Die Zeit wird knapp: Als der Weltklimarat im April 2022 den 3. Teil seines 6. Sachstandsberichtes vorlegte, war die Kernaussage dieselbe wie beim ersten Bericht vor 32 Jahren: Die Weltgemeinschaft muss den Ausstoß von Treibhausgasen reduzieren, wenn die Lebensgrundlagen auf unserem Planeten erhalten bleiben sollen. Der entscheidende Unterschied: Das Zeitfenster wird immer kleiner, die erforderlichen Anstrengungen immer gewaltiger, die finanziellen Belastungen immer größer.

Spätestens ab 2025 müssen die Emissionen sinken, um das Ziel des Pariser Abkommens einzuhalten, die Erderwärmung auf maximal 1,5 Grad zu beschränken. Angesichts der Tatsache, dass der globale Ausstoß an Treibhausgasen selbst in Zeiten von Wirtschaftskrisen bislang stetig gestiegen ist, droht die Gefahr, dass sich ein verhängnisvoller Fatalismus breitmacht.

Als Mediziner haben wir die besondere Aufgabe, beim Kampf gegen den Klimawandel Vorreiter und Wegbereiter zu sein. Nicht nur, weil das Wohlergehen der Menschen unsere Kernaufgabe und die Basis unserer Identität ist, sondern auch, weil wir bereits heute die unmittelbaren Folgen des Klimawandels feststellen. Der Klimawandel wird insbesondere in den Städten und für alte sowie geschwächte Menschen erhebliche Gesundheitsrisiken mit sich bringen. Am Beispiel Hitze lässt sich das gut festmachen. Die Zahl der Tage mit Temperaturen über 30 Grad nimmt zu, dies gilt auch für die sogenannten tropischen Nächte mit Temperaturen über 20 Grad, die die Regeneration und Erholung erschweren.

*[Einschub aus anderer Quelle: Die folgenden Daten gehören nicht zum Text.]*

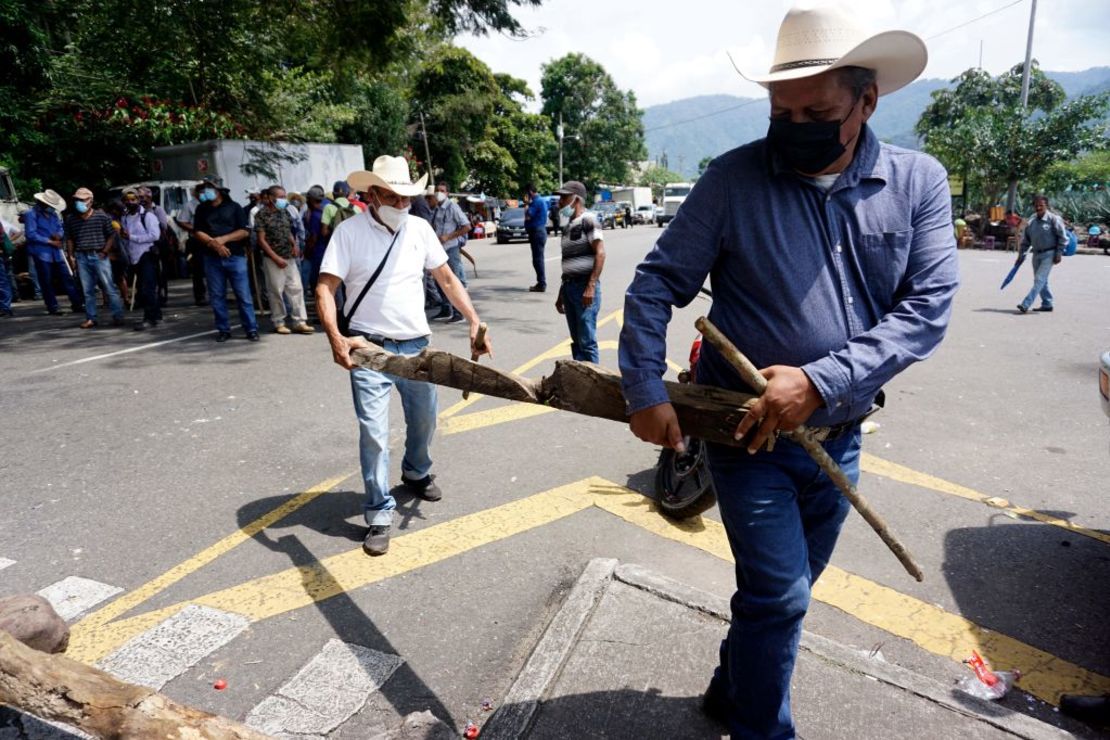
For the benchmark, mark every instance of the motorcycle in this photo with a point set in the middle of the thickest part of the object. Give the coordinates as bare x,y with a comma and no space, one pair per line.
683,485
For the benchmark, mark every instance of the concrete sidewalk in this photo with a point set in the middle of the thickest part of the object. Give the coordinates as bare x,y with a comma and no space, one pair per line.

„Es ist höchste Zeit, dass sich die Medizin nicht nur aus moralisch-ethischen Motiven, sondern auch aus der Selbsterkenntnis eines relevanten CO2-Emittenten ihrer Aufgabe stellt.“

Prof. Jochen A. Werner, Ärztlicher Direktor und Vorstandsvorsitzender der Universitätsmedizin Essen

Die Vorboten dieser Gefahr durch Hitze spüren wir bereits heute, ebenso wie die Folgen des Klimawandels insgesamt. Anders als noch 1990 angenommen, ist dies keine abstrakte theoretische Gefahr für unsere Enkel und Urenkel, sondern stellt schon heute eine große Bedrohung dar.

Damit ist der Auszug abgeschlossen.